# TitleAbstract Reviewer

In this notebook, we will demostrate the use of `TitleAbstractReviewer` agents.

## Setting up the notebook

High-level configs

In [1]:
%reload_ext autoreload
%autoreload 2

from dotenv import load_dotenv

# Load environment variables from .env file. Adjust the path to the .env file as needed.
load_dotenv(dotenv_path='../.env')

# Enable asyncio in Jupyter
import asyncio
import nest_asyncio

nest_asyncio.apply()

#  Add the package to the path (required if you are running this notebook from the examples folder)
import sys
sys.path.append('../../')


Import required packages

In [2]:
import pandas as pd 

from lattereview.providers import LiteLLMProvider, OpenAIProvider
from lattereview.agents import TitleAbstractReviewer
from lattereview.workflows import ReviewWorkflow

* 'fields' has been removed


## Data

First, let's load a dummy dataset of some articles that we once pooled for a prior systematic review published [here](https://pubmed.ncbi.nlm.nih.gov/36292201/).

In [3]:
data = pd.read_csv('data.csv')
data

Unnamed: 0,title,abstract,DOI,study_type,clinical_application,organ,modality,cardiovascular,task,deep_learning,external_validation
0,(18)F-FDG PET/CT Uptake Classification in Lymp...,Background Fluorine 18 ((18)F)-fluorodeoxygluc...,10.1148/radiol.2019191114,cross-sectional,diagnosis,lung,pet,0,classification,1,0
1,(18)F-FDG-PET/CT Whole-Body Imaging Lung Tumor...,Under the background of (18)F-FDG-PET/CT multi...,10.1155/2021/8865237,cross-sectional,diagnosis,lung,pet,0,classification,1,0
2,3-D Convolutional Neural Networks for Automati...,Deep two-dimensional (2-D) convolutional neura...,10.1109/jbhi.2018.2879449,cross-sectional,diagnosis,lung,ct,0,detection,1,0
3,3D CNN with Visual Insights for Early Detectio...,The 3D convolutional neural network is able to...,10.1155/2021/6695518,cross-sectional,diagnosis,lung,ct,0,classification,1,0
4,3D deep learning based classification of pulmo...,Classifying ground-glass lung nodules (GGNs) i...,10.1016/j.compmedimag.2020.101814,cross-sectional,diagnosis,lung,ct,0,"segmentation, classification",1,0
...,...,...,...,...,...,...,...,...,...,...,...
973,Vulture-Based AdaBoost-Feedforward Neural Fram...,"In today's scenario, many scientists and medic...",10.1007/s12539-022-00505-3,cross-sectional,diagnosis,lung,xr,0,"segmentation, classification",1,0
974,Wavelet decomposition facilitates training on ...,The adoption of low-dose computed tomography (...,10.1007/s00418-020-01961-y,cross-sectional,diagnosis,lung,ct,0,classification,1,0
975,Weakly unsupervised conditional generative adv...,Because of the rapid spread and wide range of ...,10.1016/j.media.2021.102159,cross-sectional,diagnosis,lung,ct,0,classification,1,0
976,Weakly-supervised lesion analysis with a CNN-b...,Objective.Lesions of COVID-19 can be clearly v...,10.1088/1361-6560/ac4316,cross-sectional,diagnosis,lung,ct,0,classification,1,0


Let's then write some inclusion and exclusion criteria to screen these papers.

In [4]:
inclusion_criteria = "The study must involve CT scans.
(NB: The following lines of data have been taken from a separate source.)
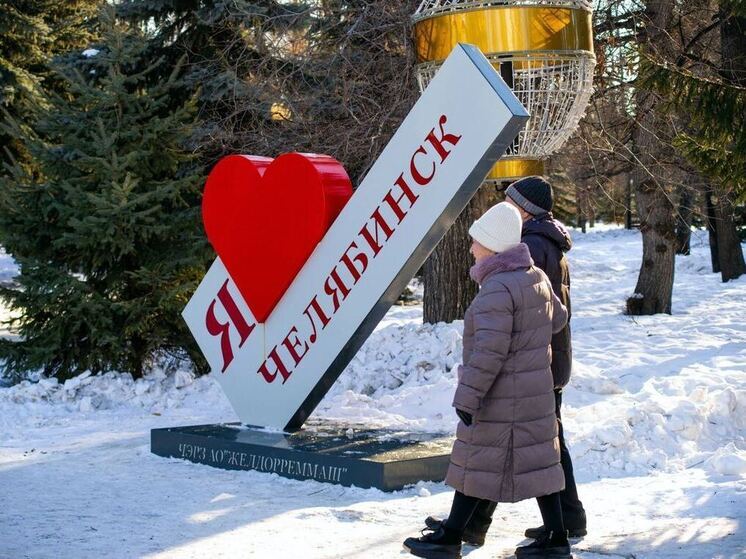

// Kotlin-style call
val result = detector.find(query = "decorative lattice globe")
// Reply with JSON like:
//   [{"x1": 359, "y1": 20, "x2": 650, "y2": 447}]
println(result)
[{"x1": 413, "y1": 0, "x2": 596, "y2": 183}]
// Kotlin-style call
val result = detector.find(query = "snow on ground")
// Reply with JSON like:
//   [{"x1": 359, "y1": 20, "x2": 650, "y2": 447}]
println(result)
[{"x1": 0, "y1": 227, "x2": 746, "y2": 559}]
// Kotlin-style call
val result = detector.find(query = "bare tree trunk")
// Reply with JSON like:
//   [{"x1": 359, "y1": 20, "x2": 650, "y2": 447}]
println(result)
[
  {"x1": 423, "y1": 185, "x2": 498, "y2": 324},
  {"x1": 705, "y1": 186, "x2": 720, "y2": 274},
  {"x1": 575, "y1": 181, "x2": 588, "y2": 233},
  {"x1": 714, "y1": 7, "x2": 746, "y2": 281},
  {"x1": 627, "y1": 177, "x2": 676, "y2": 315},
  {"x1": 627, "y1": 0, "x2": 676, "y2": 315},
  {"x1": 714, "y1": 194, "x2": 746, "y2": 281},
  {"x1": 676, "y1": 184, "x2": 693, "y2": 256},
  {"x1": 624, "y1": 178, "x2": 632, "y2": 229}
]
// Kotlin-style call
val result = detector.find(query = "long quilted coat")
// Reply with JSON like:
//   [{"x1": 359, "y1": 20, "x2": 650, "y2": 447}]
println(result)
[{"x1": 446, "y1": 243, "x2": 567, "y2": 503}]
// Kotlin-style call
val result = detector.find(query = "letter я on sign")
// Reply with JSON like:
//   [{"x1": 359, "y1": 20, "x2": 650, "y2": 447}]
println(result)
[{"x1": 183, "y1": 45, "x2": 528, "y2": 430}]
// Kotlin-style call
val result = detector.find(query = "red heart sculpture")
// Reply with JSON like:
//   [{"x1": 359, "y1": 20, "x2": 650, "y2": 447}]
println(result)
[{"x1": 202, "y1": 153, "x2": 352, "y2": 322}]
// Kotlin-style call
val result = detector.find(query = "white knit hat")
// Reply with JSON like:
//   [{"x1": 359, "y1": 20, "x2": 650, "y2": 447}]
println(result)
[{"x1": 469, "y1": 202, "x2": 523, "y2": 252}]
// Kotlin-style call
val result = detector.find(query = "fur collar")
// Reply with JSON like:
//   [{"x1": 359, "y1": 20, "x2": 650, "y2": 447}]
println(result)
[{"x1": 470, "y1": 243, "x2": 534, "y2": 285}]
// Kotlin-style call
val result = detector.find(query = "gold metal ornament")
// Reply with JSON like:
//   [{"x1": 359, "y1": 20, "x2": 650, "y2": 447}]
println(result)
[{"x1": 413, "y1": 0, "x2": 596, "y2": 183}]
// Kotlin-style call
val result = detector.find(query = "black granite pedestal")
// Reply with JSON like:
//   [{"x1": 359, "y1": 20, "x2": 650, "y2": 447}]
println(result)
[{"x1": 150, "y1": 423, "x2": 453, "y2": 491}]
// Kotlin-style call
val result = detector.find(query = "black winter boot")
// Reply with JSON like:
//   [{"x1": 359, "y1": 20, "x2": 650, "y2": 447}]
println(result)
[
  {"x1": 515, "y1": 531, "x2": 572, "y2": 559},
  {"x1": 425, "y1": 516, "x2": 490, "y2": 547},
  {"x1": 525, "y1": 513, "x2": 588, "y2": 540},
  {"x1": 404, "y1": 525, "x2": 461, "y2": 559}
]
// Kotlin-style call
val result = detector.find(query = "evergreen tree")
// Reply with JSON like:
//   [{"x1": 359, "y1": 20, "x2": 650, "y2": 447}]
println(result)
[
  {"x1": 0, "y1": 0, "x2": 100, "y2": 173},
  {"x1": 643, "y1": 0, "x2": 746, "y2": 281},
  {"x1": 0, "y1": 7, "x2": 211, "y2": 378}
]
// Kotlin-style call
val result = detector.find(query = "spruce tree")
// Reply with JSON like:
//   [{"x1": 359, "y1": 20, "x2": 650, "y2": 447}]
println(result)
[
  {"x1": 0, "y1": 0, "x2": 100, "y2": 174},
  {"x1": 642, "y1": 0, "x2": 746, "y2": 281},
  {"x1": 0, "y1": 7, "x2": 211, "y2": 378}
]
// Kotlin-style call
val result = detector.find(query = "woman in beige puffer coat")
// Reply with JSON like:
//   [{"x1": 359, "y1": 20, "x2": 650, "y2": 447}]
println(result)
[{"x1": 404, "y1": 203, "x2": 570, "y2": 558}]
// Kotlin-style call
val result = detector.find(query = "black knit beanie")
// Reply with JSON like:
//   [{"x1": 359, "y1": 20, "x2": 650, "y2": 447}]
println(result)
[{"x1": 505, "y1": 177, "x2": 554, "y2": 215}]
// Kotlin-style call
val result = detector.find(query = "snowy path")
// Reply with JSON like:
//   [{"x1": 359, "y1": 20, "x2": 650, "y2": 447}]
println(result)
[{"x1": 0, "y1": 229, "x2": 746, "y2": 559}]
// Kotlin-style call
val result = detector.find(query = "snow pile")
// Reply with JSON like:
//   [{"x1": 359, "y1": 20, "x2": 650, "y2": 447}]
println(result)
[
  {"x1": 317, "y1": 316, "x2": 463, "y2": 433},
  {"x1": 0, "y1": 369, "x2": 230, "y2": 430},
  {"x1": 0, "y1": 228, "x2": 746, "y2": 480}
]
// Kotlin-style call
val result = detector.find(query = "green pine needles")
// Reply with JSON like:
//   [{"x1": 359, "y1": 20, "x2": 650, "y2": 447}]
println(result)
[{"x1": 0, "y1": 8, "x2": 212, "y2": 378}]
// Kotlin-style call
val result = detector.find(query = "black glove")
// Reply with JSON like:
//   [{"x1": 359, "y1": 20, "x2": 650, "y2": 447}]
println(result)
[{"x1": 456, "y1": 408, "x2": 472, "y2": 427}]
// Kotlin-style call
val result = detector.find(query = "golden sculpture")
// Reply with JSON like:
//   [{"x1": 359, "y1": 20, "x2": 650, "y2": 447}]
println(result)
[{"x1": 414, "y1": 0, "x2": 596, "y2": 183}]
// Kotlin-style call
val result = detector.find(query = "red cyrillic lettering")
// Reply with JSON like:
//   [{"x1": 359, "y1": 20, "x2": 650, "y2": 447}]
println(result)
[
  {"x1": 257, "y1": 346, "x2": 290, "y2": 384},
  {"x1": 360, "y1": 206, "x2": 394, "y2": 258},
  {"x1": 425, "y1": 115, "x2": 461, "y2": 163},
  {"x1": 205, "y1": 280, "x2": 256, "y2": 373},
  {"x1": 303, "y1": 295, "x2": 331, "y2": 343},
  {"x1": 409, "y1": 144, "x2": 435, "y2": 186},
  {"x1": 383, "y1": 173, "x2": 419, "y2": 223},
  {"x1": 339, "y1": 241, "x2": 368, "y2": 283},
  {"x1": 324, "y1": 266, "x2": 350, "y2": 314},
  {"x1": 282, "y1": 326, "x2": 308, "y2": 366}
]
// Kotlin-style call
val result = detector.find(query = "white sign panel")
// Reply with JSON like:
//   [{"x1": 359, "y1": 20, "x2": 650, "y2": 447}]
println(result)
[{"x1": 183, "y1": 45, "x2": 529, "y2": 430}]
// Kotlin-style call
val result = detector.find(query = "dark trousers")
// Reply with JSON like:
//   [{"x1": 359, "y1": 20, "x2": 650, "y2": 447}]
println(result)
[
  {"x1": 445, "y1": 491, "x2": 565, "y2": 535},
  {"x1": 554, "y1": 388, "x2": 585, "y2": 527},
  {"x1": 454, "y1": 388, "x2": 585, "y2": 532}
]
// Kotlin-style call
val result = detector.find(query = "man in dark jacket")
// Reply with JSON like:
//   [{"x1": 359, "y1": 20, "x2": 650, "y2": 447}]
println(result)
[
  {"x1": 506, "y1": 177, "x2": 586, "y2": 538},
  {"x1": 426, "y1": 177, "x2": 586, "y2": 546}
]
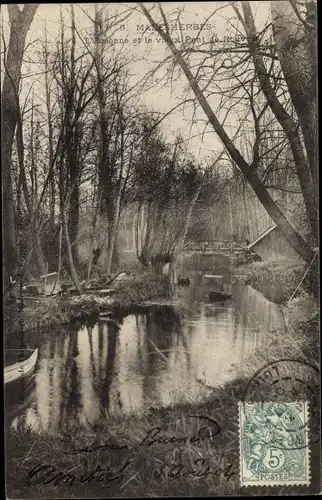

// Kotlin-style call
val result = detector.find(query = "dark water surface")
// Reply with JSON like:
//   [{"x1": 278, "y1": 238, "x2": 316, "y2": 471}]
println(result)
[{"x1": 7, "y1": 255, "x2": 283, "y2": 432}]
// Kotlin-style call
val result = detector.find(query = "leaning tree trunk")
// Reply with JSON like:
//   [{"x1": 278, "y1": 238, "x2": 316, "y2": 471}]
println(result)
[
  {"x1": 242, "y1": 2, "x2": 317, "y2": 242},
  {"x1": 1, "y1": 4, "x2": 39, "y2": 287},
  {"x1": 271, "y1": 0, "x2": 317, "y2": 189},
  {"x1": 139, "y1": 3, "x2": 314, "y2": 263}
]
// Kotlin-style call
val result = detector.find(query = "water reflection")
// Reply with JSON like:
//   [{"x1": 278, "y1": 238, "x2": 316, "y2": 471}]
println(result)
[{"x1": 9, "y1": 256, "x2": 283, "y2": 432}]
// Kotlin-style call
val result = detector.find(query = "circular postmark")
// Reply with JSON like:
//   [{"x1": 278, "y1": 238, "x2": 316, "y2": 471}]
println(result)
[{"x1": 241, "y1": 358, "x2": 320, "y2": 452}]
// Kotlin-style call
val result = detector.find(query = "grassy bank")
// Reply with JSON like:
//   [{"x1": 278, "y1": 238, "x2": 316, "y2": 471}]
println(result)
[
  {"x1": 5, "y1": 270, "x2": 171, "y2": 337},
  {"x1": 238, "y1": 259, "x2": 316, "y2": 304}
]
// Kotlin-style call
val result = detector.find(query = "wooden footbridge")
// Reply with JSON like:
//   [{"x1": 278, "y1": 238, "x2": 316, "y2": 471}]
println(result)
[{"x1": 184, "y1": 240, "x2": 248, "y2": 256}]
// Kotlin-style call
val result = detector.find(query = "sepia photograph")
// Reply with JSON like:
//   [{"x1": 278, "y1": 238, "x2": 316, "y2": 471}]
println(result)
[{"x1": 0, "y1": 0, "x2": 321, "y2": 500}]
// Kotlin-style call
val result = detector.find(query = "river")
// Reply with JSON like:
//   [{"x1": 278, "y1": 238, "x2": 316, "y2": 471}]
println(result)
[{"x1": 7, "y1": 254, "x2": 284, "y2": 432}]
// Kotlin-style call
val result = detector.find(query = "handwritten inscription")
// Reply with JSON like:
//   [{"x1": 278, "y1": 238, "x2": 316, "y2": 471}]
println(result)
[
  {"x1": 154, "y1": 458, "x2": 235, "y2": 482},
  {"x1": 26, "y1": 415, "x2": 235, "y2": 487}
]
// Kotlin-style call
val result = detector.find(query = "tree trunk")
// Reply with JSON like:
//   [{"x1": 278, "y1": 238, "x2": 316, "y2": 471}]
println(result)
[
  {"x1": 1, "y1": 4, "x2": 39, "y2": 287},
  {"x1": 139, "y1": 3, "x2": 314, "y2": 262},
  {"x1": 68, "y1": 184, "x2": 79, "y2": 267},
  {"x1": 271, "y1": 0, "x2": 317, "y2": 188},
  {"x1": 61, "y1": 209, "x2": 82, "y2": 295},
  {"x1": 242, "y1": 1, "x2": 318, "y2": 239}
]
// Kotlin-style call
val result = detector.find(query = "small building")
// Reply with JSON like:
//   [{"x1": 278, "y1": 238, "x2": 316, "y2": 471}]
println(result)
[{"x1": 40, "y1": 272, "x2": 61, "y2": 295}]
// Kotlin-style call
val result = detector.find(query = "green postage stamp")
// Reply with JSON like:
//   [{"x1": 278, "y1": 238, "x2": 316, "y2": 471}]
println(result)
[{"x1": 239, "y1": 402, "x2": 310, "y2": 486}]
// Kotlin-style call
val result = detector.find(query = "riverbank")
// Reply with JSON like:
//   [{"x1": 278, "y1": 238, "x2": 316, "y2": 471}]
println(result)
[
  {"x1": 6, "y1": 265, "x2": 320, "y2": 498},
  {"x1": 4, "y1": 270, "x2": 172, "y2": 341}
]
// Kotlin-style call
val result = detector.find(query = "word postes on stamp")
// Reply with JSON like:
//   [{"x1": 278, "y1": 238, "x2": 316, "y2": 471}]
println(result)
[{"x1": 239, "y1": 401, "x2": 310, "y2": 486}]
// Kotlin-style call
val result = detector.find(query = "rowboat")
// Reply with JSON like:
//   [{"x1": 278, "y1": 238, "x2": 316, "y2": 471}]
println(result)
[{"x1": 4, "y1": 349, "x2": 38, "y2": 385}]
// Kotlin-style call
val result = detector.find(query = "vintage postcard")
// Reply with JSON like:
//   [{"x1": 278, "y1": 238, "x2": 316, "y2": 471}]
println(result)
[{"x1": 1, "y1": 0, "x2": 321, "y2": 500}]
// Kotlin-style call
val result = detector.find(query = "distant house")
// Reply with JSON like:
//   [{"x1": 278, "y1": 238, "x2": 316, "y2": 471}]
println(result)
[{"x1": 247, "y1": 224, "x2": 300, "y2": 260}]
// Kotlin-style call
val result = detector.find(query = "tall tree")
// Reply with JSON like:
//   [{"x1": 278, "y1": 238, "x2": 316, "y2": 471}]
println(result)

If multiple modalities are involved, CT scans should be among them."
exclusion_criteria = "The study must not include PET scans as one of its modalities."

## Review

Then, we will define three reviewers (two juniors and one senior) that will go through the dataset and look for those items that meet all the inclusion criteria and does not violate any of the exclusion criteria. Each agent return either of the following scores:

- 1 means absolutely to exclude.
- 2 means better to exclude.
- 3 Not sure if to include or exclude.
- 4 means better to include.
- 5 means absolutely to include.

In [5]:
Agent1 = TitleAbstractReviewer(
    provider=LiteLLMProvider(model="gemini/gemini-1.5-flash"),
    name="Agent1",
    backstory="a PhD researcher in biology and computer science",
    inclusion_criteria = inclusion_criteria,
    exclusion_criteria = exclusion_criteria,        
    max_concurrent_requests=30, 
    model_args={"max_tokens": 200, "temperature": 0.1},
)

Agent2 = TitleAbstractReviewer(
    provider=LiteLLMProvider(model="gpt-4o-mini"), 
    name="Agent2",
    backstory="a PhD researcher in biology and computer science",
    inclusion_criteria = inclusion_criteria,
    exclusion_criteria = exclusion_criteria,        
    max_concurrent_requests=30, 
    model_args={"max_tokens": 200, "temperature": 0.1},
)

Agent3 = TitleAbstractReviewer(
    provider=LiteLLMProvider(model="o3-mini"),
    name="Agent3",
    backstory="a senior MD-PhD researcher with years of experience in conducting systematic reviews in radiology and deep learning",
    inclusion_criteria = inclusion_criteria,
    exclusion_criteria = exclusion_criteria,        
    max_concurrent_requests=30, 
    model_args={'reasoning_effort': 'medium'},
    additional_context="""
    Two PhD reviewers have already reviewed this article and disagree on how to evaluate it. You can read their evaluation above.
    """
)

Finally, let's create a review workflow and put our agents to work!

In [14]:
def filter_func(row):
    score1 = int(row["round-A_Agent1_output"]["evaluation"])
    score2 = int(row["round-A_Agent2_output"]["evaluation"])
    if score1 != score2:
        if score1 >= 4 and score2 >= 4:
            return False
        if score1 >= 3 or score2 >= 3:
            return True
    elif score1 == score2 == 3:
        return True
    return False

async def review(df, sample_size=None):
    
    title_abs_review = ReviewWorkflow(
        workflow_schema=[
                {
                    "round": 'A',
                    "reviewers": [Agent1, Agent2],
                    "text_inputs": ["title", "abstract"]
                },
                {
                    "round": 'B',
                    "reviewers": [Agent3],
                    "text_inputs": ["title", "abstract", "round-A_Agent1_output", "round-A_Agent2_output"],
                    "filter": filter_func
                }
            ]
        )

    if sample_size:
        df = df.sample(sample_size)

    updated_df = await title_abs_review(df)
    total_cost = title_abs_review.get_total_cost()
    print(f"\n====== Finished reviewing ======\n")
    print(f"\nTotal cost: {total_cost}")
    print("-" * 100)
    return updated_df


updated_df = asyncio.run(review(data, sample_size=10))



Processing 10 eligible rows


['round: A', 'reviewer_name: Agent1'] -                     2025-03-16 13:59:23: 100%|██████████| 10/10 [00:00<00:00, 10.99it/s]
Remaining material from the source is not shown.